Bokma insists the program wouldn’t be possible without his crew of local volunteers.
“If it was just me out there, we wouldn’t stand a chance. If we didn’t have these guys and girls out there we wouldn’t have anything,” he says, adding they typically have anywhere from eight to 15 volunteers.
Due to the fact the lessons are outside, everything is, of course, weather-dependent.
“Last year, I think we got rained out of at least 60 per cent of our lessons,” he says, adding the drainage at the Park Street location isn’t the best, which means sometimes even heavy rain the night before can impact whether or not lessons will take place.
Anyone is welcome to come. All Bokma and his fellow volunteers ask is you bring a board and show up a few minutes before lessons are set to begin, as even being five minutes late can be a bit overwhelming for the kids.

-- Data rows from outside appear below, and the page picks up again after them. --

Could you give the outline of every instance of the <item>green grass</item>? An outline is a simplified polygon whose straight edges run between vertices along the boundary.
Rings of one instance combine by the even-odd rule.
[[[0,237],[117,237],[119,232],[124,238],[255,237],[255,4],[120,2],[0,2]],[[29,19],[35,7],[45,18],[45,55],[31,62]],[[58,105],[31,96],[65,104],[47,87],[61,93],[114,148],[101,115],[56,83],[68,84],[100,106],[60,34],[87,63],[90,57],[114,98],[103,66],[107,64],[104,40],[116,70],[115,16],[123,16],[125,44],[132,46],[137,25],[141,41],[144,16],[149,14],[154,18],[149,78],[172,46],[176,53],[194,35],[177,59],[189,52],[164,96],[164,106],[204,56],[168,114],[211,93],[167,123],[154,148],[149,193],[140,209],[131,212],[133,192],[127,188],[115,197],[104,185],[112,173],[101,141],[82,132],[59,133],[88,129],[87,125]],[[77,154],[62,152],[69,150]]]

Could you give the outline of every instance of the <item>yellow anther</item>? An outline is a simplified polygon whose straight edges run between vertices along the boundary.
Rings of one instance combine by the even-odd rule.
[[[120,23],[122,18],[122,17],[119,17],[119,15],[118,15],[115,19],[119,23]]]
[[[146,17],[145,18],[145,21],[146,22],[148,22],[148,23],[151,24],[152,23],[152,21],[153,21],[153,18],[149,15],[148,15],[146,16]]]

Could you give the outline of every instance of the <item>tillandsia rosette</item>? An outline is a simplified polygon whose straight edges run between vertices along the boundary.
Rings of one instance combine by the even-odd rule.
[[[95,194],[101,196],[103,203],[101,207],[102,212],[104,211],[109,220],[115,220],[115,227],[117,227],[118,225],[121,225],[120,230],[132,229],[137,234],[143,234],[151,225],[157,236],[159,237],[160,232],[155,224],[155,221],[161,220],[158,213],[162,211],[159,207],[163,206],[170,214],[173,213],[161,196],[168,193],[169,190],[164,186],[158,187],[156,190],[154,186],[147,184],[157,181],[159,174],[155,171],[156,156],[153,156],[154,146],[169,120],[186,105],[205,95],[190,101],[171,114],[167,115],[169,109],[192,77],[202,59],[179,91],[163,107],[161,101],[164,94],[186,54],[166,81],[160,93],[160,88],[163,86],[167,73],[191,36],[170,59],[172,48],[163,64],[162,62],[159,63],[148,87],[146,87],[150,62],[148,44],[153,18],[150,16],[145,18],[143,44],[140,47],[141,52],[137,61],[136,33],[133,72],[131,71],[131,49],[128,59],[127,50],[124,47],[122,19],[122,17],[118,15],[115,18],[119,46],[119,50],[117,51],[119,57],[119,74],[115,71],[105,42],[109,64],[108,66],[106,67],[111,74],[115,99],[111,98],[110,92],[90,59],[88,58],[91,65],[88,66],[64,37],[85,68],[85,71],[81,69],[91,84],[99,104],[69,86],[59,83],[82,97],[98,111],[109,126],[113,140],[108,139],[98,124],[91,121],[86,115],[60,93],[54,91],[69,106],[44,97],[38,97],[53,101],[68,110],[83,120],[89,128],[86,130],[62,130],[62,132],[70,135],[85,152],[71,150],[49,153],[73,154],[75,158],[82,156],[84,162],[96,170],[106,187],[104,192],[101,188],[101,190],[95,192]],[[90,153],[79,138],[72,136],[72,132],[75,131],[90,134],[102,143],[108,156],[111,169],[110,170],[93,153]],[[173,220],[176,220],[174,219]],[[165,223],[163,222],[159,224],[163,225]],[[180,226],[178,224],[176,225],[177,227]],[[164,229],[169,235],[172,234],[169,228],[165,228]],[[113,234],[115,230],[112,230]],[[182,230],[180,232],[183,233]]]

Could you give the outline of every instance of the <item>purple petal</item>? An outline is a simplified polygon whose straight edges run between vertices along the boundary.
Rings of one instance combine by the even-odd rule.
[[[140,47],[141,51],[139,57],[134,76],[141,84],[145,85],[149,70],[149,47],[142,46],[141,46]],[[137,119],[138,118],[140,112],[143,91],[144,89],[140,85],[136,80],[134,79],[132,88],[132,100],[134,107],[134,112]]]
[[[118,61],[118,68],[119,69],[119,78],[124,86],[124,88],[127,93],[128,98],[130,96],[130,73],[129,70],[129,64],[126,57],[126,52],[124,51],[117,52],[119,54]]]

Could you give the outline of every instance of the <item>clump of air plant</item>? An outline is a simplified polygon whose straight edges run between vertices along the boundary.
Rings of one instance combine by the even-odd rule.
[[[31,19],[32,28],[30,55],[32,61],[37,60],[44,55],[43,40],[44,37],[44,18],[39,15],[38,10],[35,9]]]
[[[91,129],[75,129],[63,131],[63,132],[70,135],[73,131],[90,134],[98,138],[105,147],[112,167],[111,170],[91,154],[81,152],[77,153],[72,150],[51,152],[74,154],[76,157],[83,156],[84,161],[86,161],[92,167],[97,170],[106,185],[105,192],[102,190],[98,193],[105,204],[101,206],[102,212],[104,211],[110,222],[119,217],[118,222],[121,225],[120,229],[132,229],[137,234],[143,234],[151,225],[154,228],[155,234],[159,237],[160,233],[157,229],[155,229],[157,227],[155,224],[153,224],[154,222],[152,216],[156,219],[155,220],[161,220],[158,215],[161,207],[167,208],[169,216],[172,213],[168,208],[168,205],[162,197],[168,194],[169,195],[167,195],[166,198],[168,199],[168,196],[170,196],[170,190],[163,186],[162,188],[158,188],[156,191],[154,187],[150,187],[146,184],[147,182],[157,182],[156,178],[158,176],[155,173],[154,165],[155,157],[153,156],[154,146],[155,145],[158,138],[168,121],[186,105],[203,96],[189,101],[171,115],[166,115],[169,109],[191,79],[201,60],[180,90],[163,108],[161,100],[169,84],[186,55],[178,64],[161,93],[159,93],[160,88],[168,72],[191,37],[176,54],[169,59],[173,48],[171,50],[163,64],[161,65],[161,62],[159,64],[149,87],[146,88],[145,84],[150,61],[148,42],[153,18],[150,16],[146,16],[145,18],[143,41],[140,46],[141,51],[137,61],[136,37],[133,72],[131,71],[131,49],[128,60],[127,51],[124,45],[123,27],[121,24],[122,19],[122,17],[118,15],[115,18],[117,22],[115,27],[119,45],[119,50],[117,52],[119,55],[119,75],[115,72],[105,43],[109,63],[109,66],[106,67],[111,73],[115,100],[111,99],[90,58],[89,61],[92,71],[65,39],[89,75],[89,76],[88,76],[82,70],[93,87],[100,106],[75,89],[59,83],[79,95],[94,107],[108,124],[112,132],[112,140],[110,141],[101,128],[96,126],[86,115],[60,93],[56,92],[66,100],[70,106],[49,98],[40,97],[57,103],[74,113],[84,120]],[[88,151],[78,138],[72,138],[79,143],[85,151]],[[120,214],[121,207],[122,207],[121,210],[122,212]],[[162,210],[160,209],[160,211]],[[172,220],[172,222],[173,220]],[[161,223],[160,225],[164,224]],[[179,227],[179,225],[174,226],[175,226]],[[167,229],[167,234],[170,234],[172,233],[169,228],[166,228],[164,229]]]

“It’s better to be there right from the beginning. The kids don’t know each other and it’s a lot easier when you form these groups all at once and everyone sees they’re all on a level playing field,” he says. “It can be a bit intimidating, and a big part of what we’re trying to do is kill that intimidation that can exist for a newbie coming into the skate scene — especially the younger crowd.”
Parents are required to stay on site during lessons.
“It’s skateboarding, so it’s not uncommon to get some scrapes or bruises, but if someone were to get injured with everything going on these days, we just don’t have the ability to treat them," Bokma says.
Lessons take place each Sunday from 9 a.m. until noon at the Barrie Skate Park, next to the Barrie Armoury, weather permitting.